I'm the
woman who has awoken
I've arisen and become a tempest through the ashes of
my burnt children
I've arisen from the rivulets of my brother's blood
My nation's wrath has empowered me
My ruined and burnt villages fill me with hatred
against the enemy,
I'm the woman who has awoken,
I've found my path and will never return.
I've opened closed doors of ignorance
I've said farewell to all golden bracelets
Oh compatriot, I'm not what I was
I'm the woman who has awoken
I've found my path and will never return.
I've seen barefoot, wandering and homeless children
I've seen henna-handed brides with mourning clothes
I've seen giant walls of the prisons swallow freedom
in their ravenous stomach
I've been reborn amidst epics of resistance and
courage
I've learned the song of freedom in the last breaths,
in the waves of blood and in victory
Oh compatriot, Oh brother, no longer regard me as
weak and incapable
With all my strength I'm with you on the path of my
land's liberation.
My voice has mingled with thousands of arisen women
My fists are clenched with the fists of thousands of
compatriots
Along with you I've stepped up to the path of my
nation,
To break all these sufferings, all these fetters of
slavery,
Oh compatriot, Oh brother, I'm not what I was
I'm the woman who has awoken
I've found my path and will never return.
- Meena
(go to www.rawa.org for
more poetry)
[Biography of martyred Meena, founding leader of
RAWA]
MEENA (1957-1987) was born in Kabul. During her
school days, students in Kabul and other Afghan
cities were deeply engaged in social activism and
rising mass movements. She left the university to
devote herself as a social activist to organizing and
educating women. In pursuit of her cause for gaining
the right of freedom of expression and conducting
political activities, Meena laid the foundation of
RAWA in 1977. This organization was meant to give
voice to the deprived and silenced women of
Afghanistan. She started a campaign against the
Russian forces and their puppet regime in 1979 and
organized numerous processions and meetings in
schools, colleges and Kabul University to mobilize
public opinion. Another great service rendered by her
for the Afghan women is the launching of a bilingual
magazine, Payam-e-Zan (Women's Message) in 1981.

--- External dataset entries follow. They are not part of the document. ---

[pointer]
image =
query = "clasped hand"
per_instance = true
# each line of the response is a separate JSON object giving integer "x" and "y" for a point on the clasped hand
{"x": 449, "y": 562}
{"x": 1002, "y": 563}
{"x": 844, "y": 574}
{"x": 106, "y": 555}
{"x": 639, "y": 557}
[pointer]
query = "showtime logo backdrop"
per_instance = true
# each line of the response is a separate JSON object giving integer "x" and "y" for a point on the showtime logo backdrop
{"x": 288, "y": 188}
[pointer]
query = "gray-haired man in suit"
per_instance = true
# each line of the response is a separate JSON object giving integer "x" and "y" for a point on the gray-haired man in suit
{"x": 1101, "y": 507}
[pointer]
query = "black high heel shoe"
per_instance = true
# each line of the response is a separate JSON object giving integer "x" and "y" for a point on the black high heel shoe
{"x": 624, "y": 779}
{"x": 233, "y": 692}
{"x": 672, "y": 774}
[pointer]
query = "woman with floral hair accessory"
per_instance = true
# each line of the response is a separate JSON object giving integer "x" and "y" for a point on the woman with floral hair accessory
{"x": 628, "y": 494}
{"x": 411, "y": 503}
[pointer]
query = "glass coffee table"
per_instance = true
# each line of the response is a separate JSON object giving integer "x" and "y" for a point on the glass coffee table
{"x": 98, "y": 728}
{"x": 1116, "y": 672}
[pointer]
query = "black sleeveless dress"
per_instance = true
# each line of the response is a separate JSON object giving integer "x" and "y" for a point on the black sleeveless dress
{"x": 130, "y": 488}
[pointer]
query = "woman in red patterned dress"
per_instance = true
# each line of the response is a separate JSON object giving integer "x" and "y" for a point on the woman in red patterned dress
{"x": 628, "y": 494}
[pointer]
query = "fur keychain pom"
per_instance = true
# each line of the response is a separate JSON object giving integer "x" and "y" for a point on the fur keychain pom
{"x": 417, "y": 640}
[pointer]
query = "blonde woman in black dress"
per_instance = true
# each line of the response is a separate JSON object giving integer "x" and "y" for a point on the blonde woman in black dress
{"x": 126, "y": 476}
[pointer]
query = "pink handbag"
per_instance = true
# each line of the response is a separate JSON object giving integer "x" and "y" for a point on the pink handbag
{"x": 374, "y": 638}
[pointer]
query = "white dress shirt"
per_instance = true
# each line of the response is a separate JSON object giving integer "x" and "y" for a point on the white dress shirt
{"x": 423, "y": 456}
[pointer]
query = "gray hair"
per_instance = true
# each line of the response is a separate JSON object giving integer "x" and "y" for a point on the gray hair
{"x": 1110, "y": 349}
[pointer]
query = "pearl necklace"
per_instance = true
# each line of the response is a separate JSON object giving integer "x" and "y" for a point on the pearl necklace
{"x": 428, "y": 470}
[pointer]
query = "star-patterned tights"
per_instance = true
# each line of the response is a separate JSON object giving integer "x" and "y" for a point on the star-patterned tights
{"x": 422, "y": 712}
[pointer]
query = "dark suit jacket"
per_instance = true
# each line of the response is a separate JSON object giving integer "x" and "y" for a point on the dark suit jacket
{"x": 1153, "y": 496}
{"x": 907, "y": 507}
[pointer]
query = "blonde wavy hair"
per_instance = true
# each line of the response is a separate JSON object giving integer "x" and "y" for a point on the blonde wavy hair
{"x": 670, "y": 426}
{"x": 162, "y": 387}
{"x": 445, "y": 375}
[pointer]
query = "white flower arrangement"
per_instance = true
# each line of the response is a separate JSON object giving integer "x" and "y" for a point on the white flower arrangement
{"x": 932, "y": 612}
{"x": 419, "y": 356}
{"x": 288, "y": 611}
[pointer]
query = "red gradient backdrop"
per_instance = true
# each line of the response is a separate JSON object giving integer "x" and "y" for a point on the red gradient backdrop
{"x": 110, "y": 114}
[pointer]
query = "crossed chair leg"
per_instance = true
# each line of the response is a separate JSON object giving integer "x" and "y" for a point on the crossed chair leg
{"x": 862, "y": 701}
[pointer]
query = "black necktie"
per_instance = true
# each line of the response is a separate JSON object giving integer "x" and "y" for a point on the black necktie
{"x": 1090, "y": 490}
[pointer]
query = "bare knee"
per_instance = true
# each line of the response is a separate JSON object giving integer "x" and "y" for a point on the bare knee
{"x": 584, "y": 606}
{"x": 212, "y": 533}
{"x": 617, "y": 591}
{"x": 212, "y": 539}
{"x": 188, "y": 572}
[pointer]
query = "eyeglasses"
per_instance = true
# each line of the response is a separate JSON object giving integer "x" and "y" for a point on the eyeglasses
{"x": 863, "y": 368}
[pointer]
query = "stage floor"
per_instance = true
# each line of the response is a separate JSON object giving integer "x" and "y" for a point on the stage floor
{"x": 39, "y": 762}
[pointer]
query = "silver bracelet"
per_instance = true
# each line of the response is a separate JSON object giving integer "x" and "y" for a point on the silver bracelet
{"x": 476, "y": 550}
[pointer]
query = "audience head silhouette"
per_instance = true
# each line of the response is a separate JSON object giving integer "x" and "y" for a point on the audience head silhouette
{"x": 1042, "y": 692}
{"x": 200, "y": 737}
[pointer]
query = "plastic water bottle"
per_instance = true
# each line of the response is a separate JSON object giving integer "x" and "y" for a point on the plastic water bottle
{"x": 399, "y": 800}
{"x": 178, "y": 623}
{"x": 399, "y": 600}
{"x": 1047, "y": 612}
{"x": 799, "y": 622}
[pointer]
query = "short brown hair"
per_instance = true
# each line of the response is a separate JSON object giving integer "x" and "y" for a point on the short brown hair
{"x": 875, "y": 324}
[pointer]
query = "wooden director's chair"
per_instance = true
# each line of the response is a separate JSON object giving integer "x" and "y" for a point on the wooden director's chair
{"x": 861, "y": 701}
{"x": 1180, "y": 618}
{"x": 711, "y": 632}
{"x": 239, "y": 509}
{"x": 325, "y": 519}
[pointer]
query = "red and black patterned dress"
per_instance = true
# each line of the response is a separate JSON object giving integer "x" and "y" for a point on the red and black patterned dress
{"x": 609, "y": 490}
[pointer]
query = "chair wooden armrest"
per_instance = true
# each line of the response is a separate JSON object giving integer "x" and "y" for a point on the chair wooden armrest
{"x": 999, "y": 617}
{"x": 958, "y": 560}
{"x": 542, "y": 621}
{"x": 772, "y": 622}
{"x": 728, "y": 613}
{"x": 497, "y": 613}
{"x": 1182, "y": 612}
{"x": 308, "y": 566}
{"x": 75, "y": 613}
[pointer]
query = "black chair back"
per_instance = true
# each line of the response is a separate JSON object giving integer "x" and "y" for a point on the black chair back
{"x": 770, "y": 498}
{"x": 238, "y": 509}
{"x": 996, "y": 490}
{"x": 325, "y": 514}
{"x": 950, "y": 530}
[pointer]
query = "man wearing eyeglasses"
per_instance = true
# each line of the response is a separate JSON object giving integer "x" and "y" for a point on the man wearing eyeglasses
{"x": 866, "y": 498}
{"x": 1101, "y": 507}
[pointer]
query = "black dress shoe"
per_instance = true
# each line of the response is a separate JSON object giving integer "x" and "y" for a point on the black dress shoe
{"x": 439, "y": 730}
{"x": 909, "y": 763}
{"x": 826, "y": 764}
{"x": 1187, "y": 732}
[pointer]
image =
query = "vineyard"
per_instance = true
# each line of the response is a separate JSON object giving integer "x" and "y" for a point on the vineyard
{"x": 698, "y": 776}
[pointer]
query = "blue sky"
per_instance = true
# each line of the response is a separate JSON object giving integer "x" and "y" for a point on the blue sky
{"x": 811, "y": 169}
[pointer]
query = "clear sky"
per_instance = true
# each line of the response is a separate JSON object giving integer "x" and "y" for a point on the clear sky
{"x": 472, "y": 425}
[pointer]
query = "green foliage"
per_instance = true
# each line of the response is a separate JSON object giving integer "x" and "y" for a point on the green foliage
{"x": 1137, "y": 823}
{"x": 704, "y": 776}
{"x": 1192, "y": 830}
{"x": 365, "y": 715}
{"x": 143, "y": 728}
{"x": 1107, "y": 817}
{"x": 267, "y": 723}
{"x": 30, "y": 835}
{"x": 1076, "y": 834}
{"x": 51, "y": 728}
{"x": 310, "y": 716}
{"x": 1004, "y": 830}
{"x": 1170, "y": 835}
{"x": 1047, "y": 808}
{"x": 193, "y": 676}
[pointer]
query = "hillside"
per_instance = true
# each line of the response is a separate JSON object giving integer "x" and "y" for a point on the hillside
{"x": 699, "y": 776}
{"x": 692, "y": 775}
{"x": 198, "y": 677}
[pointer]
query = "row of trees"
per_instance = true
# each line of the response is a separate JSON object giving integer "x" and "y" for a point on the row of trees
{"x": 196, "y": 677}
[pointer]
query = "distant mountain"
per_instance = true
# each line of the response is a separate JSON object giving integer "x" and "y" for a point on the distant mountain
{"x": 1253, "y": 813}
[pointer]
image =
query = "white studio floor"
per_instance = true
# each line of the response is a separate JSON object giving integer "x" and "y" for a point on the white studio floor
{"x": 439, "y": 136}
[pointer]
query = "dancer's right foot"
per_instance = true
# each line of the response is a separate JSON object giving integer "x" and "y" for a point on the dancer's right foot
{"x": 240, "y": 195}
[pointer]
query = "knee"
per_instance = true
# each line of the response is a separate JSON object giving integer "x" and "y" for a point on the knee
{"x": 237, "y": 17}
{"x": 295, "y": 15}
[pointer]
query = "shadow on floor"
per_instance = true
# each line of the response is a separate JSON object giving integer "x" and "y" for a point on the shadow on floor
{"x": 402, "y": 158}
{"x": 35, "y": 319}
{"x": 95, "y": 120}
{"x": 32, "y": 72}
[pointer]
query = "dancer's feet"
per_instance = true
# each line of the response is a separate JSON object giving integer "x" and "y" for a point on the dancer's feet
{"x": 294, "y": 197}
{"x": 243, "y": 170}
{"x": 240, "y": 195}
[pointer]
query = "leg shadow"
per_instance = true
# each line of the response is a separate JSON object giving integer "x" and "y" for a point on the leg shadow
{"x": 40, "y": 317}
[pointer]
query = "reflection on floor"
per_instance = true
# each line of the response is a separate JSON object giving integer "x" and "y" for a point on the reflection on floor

Through this magazine RAWA has been projecting the
cause of Afghan women boldly and effectively.
Payam-e-Zan has constantly exposed the criminal
nature of fundamentalist groups. Meena also
established Watan Schools for refugee children, a
hospital and handicraft centers for refugee women in
Pakistan to support Afghan women financially. At the
end of 1981, by invitation of the French Government
Meena represented the Afghan resistance movement at
the French Socialist Party Congress. The Soviet
delegation at the Congress, headed by Boris
Ponamaryev, shamefacedly left the hall as
participants cheered when Meena started waving a
victory sign. Besides France, she also visited
several other European countries and met their
prominent personalities. Her active social work and
effective advocacy against the views of the
fundamentalists and the puppet regime provoked the
wrath of the Russians and the fundamentalist forces
alike and she was assassinated by agents of KHAD
(Afghanistan branch of KGB) and their fundamentalist
accomplices in Quetta, Pakistan, on February 4, 1987.